Transistor laser is a semiconductor device that functions as a transistor with an electrical output and an optical output as opposed to the typical two electrical outputs. This optical output separates it from typical transistors and, because optical signals travel faster than electrical signals, has the potential to speed up computing immensely. Researchers who discovered the transistor laser developed a new model of Kirchhoff's current law to better model the behavior of simultaneous optical and electrical output.
The team credited with discovering the transistor laser was headed by Milton Feng and Nick Holonyak, Jr., and was based at the University of Illinois at Urbana-Champaign. Research into the transistor laser came about after Feng and Holonyak created the first light-emitting transistor in 2004. Feng and his team then modified the light-emitting transistor to focus the light it output into a laser beam. Their research was funded by DARPA. The paper written about the discovery of the transistor laser was ranked as a top five paper out of all of Applied Physics Letters’ history, and the transistor laser was called one of the top 100 discoveries by Discover.
Construction of transistor
The transistor laser functions like a typical transistor, but emits infrared light through one of its outputs rather than electricity. A reflective cavity within the device focuses the emitted light into a laser beam. The transistor laser is a heterojunction bipolar transistor (using different materials between the base and emitter regions) that employs a quantum well in its base region that causes emissions of infrared light. While all transistors emit some small amount of light during operation, the use of a quantum well increases the intensity of light output by as much as 40 times.

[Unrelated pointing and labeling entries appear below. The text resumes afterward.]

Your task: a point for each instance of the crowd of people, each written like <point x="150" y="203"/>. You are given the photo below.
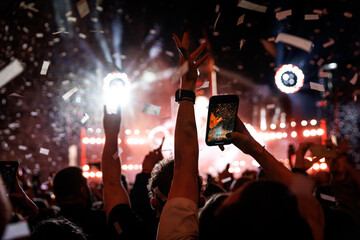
<point x="169" y="199"/>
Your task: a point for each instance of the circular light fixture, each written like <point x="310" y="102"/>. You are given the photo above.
<point x="289" y="78"/>
<point x="116" y="88"/>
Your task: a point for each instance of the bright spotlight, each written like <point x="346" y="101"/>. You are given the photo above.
<point x="116" y="88"/>
<point x="289" y="78"/>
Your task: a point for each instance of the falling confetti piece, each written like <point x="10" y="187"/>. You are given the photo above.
<point x="44" y="67"/>
<point x="317" y="86"/>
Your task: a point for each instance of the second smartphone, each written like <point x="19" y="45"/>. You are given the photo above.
<point x="221" y="119"/>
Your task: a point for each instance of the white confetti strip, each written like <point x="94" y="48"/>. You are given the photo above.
<point x="283" y="14"/>
<point x="295" y="41"/>
<point x="151" y="109"/>
<point x="217" y="19"/>
<point x="252" y="6"/>
<point x="241" y="19"/>
<point x="44" y="151"/>
<point x="10" y="72"/>
<point x="329" y="43"/>
<point x="69" y="93"/>
<point x="44" y="67"/>
<point x="317" y="86"/>
<point x="354" y="79"/>
<point x="83" y="8"/>
<point x="311" y="17"/>
<point x="85" y="118"/>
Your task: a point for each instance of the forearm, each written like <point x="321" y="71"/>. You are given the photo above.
<point x="185" y="182"/>
<point x="114" y="191"/>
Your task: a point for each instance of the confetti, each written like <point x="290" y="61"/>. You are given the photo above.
<point x="69" y="93"/>
<point x="83" y="36"/>
<point x="204" y="85"/>
<point x="16" y="230"/>
<point x="252" y="6"/>
<point x="242" y="41"/>
<point x="295" y="41"/>
<point x="311" y="16"/>
<point x="44" y="67"/>
<point x="329" y="43"/>
<point x="180" y="72"/>
<point x="85" y="118"/>
<point x="217" y="19"/>
<point x="347" y="15"/>
<point x="241" y="19"/>
<point x="284" y="14"/>
<point x="44" y="151"/>
<point x="317" y="86"/>
<point x="83" y="8"/>
<point x="354" y="79"/>
<point x="23" y="148"/>
<point x="151" y="109"/>
<point x="10" y="72"/>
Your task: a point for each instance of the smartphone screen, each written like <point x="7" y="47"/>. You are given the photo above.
<point x="8" y="170"/>
<point x="221" y="119"/>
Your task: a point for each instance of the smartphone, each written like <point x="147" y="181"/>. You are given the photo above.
<point x="8" y="170"/>
<point x="221" y="119"/>
<point x="321" y="151"/>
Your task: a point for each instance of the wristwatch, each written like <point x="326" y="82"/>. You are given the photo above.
<point x="184" y="95"/>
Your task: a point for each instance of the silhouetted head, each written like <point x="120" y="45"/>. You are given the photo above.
<point x="57" y="229"/>
<point x="70" y="187"/>
<point x="261" y="210"/>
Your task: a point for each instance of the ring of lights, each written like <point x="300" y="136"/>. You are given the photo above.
<point x="298" y="83"/>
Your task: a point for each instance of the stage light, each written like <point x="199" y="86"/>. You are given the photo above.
<point x="289" y="78"/>
<point x="306" y="133"/>
<point x="320" y="132"/>
<point x="86" y="140"/>
<point x="316" y="166"/>
<point x="86" y="168"/>
<point x="323" y="166"/>
<point x="116" y="88"/>
<point x="313" y="122"/>
<point x="313" y="132"/>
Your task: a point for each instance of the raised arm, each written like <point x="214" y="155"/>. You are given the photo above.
<point x="185" y="181"/>
<point x="114" y="191"/>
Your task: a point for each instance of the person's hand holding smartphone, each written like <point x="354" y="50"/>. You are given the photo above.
<point x="221" y="119"/>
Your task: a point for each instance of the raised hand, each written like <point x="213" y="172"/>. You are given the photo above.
<point x="243" y="140"/>
<point x="112" y="122"/>
<point x="188" y="81"/>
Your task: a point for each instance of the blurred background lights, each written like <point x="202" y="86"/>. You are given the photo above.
<point x="289" y="78"/>
<point x="116" y="88"/>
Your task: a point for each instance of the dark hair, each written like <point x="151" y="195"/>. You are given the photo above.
<point x="264" y="210"/>
<point x="68" y="182"/>
<point x="57" y="229"/>
<point x="161" y="177"/>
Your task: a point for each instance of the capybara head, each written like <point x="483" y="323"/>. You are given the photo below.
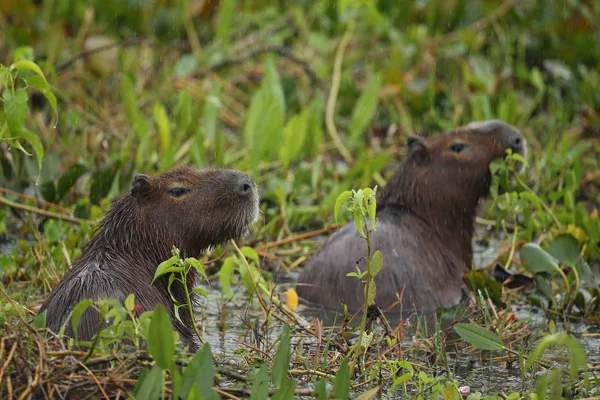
<point x="425" y="224"/>
<point x="447" y="174"/>
<point x="190" y="208"/>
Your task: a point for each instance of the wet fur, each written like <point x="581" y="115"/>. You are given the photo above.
<point x="424" y="229"/>
<point x="138" y="233"/>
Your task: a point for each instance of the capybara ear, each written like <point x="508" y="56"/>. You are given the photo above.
<point x="140" y="188"/>
<point x="417" y="148"/>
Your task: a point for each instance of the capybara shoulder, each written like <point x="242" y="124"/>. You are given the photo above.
<point x="189" y="208"/>
<point x="425" y="223"/>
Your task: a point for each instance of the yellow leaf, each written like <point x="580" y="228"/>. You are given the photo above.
<point x="292" y="299"/>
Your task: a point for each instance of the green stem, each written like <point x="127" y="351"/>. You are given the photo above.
<point x="358" y="346"/>
<point x="188" y="301"/>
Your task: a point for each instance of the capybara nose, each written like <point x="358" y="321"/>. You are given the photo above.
<point x="245" y="187"/>
<point x="517" y="144"/>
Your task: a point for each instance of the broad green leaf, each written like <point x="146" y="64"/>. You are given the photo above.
<point x="260" y="387"/>
<point x="77" y="313"/>
<point x="40" y="83"/>
<point x="36" y="143"/>
<point x="479" y="282"/>
<point x="406" y="376"/>
<point x="339" y="202"/>
<point x="369" y="394"/>
<point x="15" y="107"/>
<point x="536" y="259"/>
<point x="225" y="277"/>
<point x="294" y="137"/>
<point x="281" y="362"/>
<point x="479" y="337"/>
<point x="168" y="266"/>
<point x="565" y="248"/>
<point x="200" y="371"/>
<point x="39" y="322"/>
<point x="365" y="107"/>
<point x="198" y="266"/>
<point x="152" y="385"/>
<point x="577" y="356"/>
<point x="376" y="263"/>
<point x="285" y="391"/>
<point x="161" y="344"/>
<point x="451" y="393"/>
<point x="341" y="382"/>
<point x="320" y="391"/>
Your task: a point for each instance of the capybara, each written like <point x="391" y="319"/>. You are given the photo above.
<point x="425" y="218"/>
<point x="189" y="208"/>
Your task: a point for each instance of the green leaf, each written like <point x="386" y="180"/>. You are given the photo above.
<point x="68" y="179"/>
<point x="294" y="137"/>
<point x="320" y="391"/>
<point x="224" y="20"/>
<point x="39" y="322"/>
<point x="372" y="293"/>
<point x="479" y="337"/>
<point x="406" y="376"/>
<point x="77" y="313"/>
<point x="263" y="130"/>
<point x="15" y="107"/>
<point x="341" y="382"/>
<point x="200" y="371"/>
<point x="577" y="355"/>
<point x="372" y="208"/>
<point x="282" y="358"/>
<point x="285" y="391"/>
<point x="365" y="107"/>
<point x="198" y="266"/>
<point x="260" y="387"/>
<point x="226" y="276"/>
<point x="358" y="221"/>
<point x="130" y="302"/>
<point x="536" y="259"/>
<point x="152" y="385"/>
<point x="161" y="344"/>
<point x="376" y="262"/>
<point x="369" y="394"/>
<point x="339" y="202"/>
<point x="565" y="248"/>
<point x="164" y="134"/>
<point x="42" y="87"/>
<point x="36" y="143"/>
<point x="168" y="266"/>
<point x="251" y="254"/>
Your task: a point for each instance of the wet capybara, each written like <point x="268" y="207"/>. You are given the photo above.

The laser output of the device works when the quantum well in the base region captures electrons that would normally be sent out through the electrical output. These electrons then undergo a process of radiative recombination, during which electrons and positively charged "holes" recombine in the base. While this process occurs in all transistors, it has an exceedingly short lifespan of only 30 picoseconds in the transistor laser, allowing for faster operation. Photons are then released through stimulated emission. Light bounces back and forth between reflective walls inside the 2.2 micrometer wide emitter that acts as a resonant cavity. Finally, light is emitted as a laser.
The device was initially constructed out of layers of indium gallium phosphide, gallium arsenide, and indium gallium arsenide, which prevented the device from running without being cooled with liquid nitrogen. Current materials allow for operation at 25°C and continuous wave operation (continuously emitting light) at 3 GHz. The transistor laser can produce laser output without any resonance peak in the frequency response. It also does not suffer from unwanted self-resonance that results in errors in transmitted information that would necessitate complicated external circuitry to rectify.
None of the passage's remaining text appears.